How are you feeling today?
Pretty well. I’m not as strong or as active physically as I used to be. I think my head still works pretty well. I’ll be writing more articles, and I read a lot and occasionally give a talk. The fractures of my neck have healed well enough so that I don’t have any pain. I don’t need any brace. I have to walk with a cane. I walk very slowly and deliberately to make sure I don’t fall again. I have aortic stenosis [a narrowing of the heart valve] which antedated my fall. I also have an obscure auto-immune disease called polymyalgia rheumatica, which causes stiffness and pain in my muscles. If I were an automobile, you would say my engine works pretty well, but my chassis is pretty disreputable now.
How has your expertise as a doctor and your knowledge about the human body and disease affected you as you age? Has it made the process more difficult or, perhaps, more interesting?
It makes it harder is some ways, because I know very well what’s going on. If you ask me how many more years am I going to live, I can’t really tell you, but I know it’s not going to be a long time. My future is limited. I know that, and I know what my problems are.
At the same time, there’s a certain comfort that comes from understanding that there’s no life without death. All of us are going to die. I’ve seen lots and lots of deaths in my professional lifetime. It makes me more philosophical.

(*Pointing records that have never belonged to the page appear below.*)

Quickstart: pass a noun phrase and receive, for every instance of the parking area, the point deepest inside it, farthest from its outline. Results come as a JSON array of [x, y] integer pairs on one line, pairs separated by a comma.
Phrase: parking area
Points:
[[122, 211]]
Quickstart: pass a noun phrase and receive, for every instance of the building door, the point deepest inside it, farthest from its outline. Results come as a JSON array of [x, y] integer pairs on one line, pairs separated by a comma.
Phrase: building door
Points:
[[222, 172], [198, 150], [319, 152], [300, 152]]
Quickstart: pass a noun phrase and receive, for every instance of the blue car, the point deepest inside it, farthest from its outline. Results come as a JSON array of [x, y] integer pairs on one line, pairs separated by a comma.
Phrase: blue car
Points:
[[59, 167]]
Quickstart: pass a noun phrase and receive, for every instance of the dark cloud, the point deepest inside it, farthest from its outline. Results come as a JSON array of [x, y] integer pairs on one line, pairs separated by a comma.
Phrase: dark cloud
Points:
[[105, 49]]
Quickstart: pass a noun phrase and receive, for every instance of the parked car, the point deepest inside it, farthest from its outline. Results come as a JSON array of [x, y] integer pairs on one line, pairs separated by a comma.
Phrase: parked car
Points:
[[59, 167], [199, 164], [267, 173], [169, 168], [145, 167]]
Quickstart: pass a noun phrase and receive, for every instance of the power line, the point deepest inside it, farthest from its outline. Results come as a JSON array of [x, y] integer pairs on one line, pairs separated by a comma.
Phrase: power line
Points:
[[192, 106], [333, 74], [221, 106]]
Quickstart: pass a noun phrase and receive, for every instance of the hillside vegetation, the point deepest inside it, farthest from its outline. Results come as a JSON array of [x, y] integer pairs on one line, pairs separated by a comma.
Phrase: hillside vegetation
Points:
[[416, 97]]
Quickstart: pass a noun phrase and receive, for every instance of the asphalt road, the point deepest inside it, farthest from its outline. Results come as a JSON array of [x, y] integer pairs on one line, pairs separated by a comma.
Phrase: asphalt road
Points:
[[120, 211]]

I would say it’s both good and bad to be a doctor and to be old and to be sick. That’s the way it is. You learn to make the most of it. Schopenhauer, the German philosopher, said life is slow death. Doctors learn to accept that as part of life. Although we consider death to be our enemy, it’s something that we know very well, that we deal with all the time, and we know that we are no different. My body is just another body.